The effects of polyunsaturated fatty acids on the cardiac IKR channel.

Abstract

The cardiac action potential is primarily generated by sodium and calcium channels, which depolarize the membrane potential, and by potassium channels that repolarize the membrane potential and terminate the action potential. Mutations in potassium channels Kv11.1 (also called hERG) and Kv7.1/KCNE1 (also called KCNQ1/KCNE1), which generate the IKr and IKs currents, respectively, are the most common cause of congenital defects that lead to Long QT Syndrome (LQTS). LQTS is an arrhythmia disorder that predisposes individuals to ventricular fibrillation and sudden cardiac death and is characterized by a delayed repolarization phase and a prolonged QT interval.

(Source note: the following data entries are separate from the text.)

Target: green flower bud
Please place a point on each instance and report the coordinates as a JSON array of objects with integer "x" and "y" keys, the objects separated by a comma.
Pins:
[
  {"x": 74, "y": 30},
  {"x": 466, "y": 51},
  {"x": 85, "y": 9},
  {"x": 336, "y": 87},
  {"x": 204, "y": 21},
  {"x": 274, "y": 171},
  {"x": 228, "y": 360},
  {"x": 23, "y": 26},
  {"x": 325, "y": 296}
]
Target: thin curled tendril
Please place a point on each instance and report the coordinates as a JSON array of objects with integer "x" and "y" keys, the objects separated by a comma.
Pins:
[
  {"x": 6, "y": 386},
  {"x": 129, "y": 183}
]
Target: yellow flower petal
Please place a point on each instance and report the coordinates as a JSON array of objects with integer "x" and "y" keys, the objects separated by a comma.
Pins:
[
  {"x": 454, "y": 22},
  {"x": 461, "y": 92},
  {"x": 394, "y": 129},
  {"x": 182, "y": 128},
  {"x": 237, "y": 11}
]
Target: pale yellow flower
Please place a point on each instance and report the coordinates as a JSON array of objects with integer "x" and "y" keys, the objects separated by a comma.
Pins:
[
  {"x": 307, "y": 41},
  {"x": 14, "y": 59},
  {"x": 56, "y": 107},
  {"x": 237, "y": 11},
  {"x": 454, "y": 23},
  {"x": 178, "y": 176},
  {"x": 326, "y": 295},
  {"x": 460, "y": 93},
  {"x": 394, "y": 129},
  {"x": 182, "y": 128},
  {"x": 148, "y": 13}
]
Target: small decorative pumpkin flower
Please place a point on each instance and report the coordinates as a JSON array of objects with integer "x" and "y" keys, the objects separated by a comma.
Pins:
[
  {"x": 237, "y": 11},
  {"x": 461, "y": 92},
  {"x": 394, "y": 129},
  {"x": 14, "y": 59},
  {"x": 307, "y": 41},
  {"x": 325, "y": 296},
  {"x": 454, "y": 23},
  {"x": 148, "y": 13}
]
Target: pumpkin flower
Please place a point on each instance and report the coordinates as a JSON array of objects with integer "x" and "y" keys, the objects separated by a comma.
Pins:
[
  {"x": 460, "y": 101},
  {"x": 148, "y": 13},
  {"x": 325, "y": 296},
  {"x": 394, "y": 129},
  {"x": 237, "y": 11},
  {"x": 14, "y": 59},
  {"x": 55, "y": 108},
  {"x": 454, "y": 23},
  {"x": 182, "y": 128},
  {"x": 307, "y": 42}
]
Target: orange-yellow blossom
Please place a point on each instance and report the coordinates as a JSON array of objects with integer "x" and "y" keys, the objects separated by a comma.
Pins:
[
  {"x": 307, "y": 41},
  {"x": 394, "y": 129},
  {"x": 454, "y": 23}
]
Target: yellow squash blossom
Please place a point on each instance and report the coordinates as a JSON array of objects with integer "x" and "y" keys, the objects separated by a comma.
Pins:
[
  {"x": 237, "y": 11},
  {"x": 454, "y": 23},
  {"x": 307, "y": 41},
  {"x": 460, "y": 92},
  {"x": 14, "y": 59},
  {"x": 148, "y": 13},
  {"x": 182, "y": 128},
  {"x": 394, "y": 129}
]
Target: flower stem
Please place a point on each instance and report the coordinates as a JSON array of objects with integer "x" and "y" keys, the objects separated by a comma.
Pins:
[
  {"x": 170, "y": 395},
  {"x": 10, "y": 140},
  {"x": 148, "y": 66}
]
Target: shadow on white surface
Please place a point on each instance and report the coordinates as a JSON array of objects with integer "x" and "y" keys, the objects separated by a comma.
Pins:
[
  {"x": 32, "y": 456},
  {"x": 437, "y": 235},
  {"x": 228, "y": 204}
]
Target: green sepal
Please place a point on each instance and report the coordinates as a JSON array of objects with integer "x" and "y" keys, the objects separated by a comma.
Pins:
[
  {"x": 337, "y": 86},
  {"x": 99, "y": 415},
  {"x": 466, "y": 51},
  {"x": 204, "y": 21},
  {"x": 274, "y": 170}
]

Some PUFA (Polyunsaturated Fatty Acid) analogs have been shown to be IKs activators that have the potential to reduce the QT interval and lessen risks associated with LQTS. However, the broad modulating effects of different PUFA analogs on all three cardiac ion channel families (NaV, CaV, and Kv) make it necessary for promising analogs to be channel specific to avoid off- target effects. So far the effects of PUFA analogs on hERG channels remain unknown. To determine how the application of PUFA analogs modifies the hERG channel we use the Two-Electrode Voltage Clamp (TEVC) electrophysiology method to record whole cell channel activity from Xenopus oocytes expressing the hERG channel. Here we evaluate both Gmax and V0.5, as well as the rate of activation, inactivation and recovery from inactivation, as measurements of the PUFA analog effects on channel activity. It is important to rule out hERG modulation by PUFA analogs to fill this gap in our understanding of the PUFA pharmacophore that currently limits our ability to design channel-specific PUFA compounds.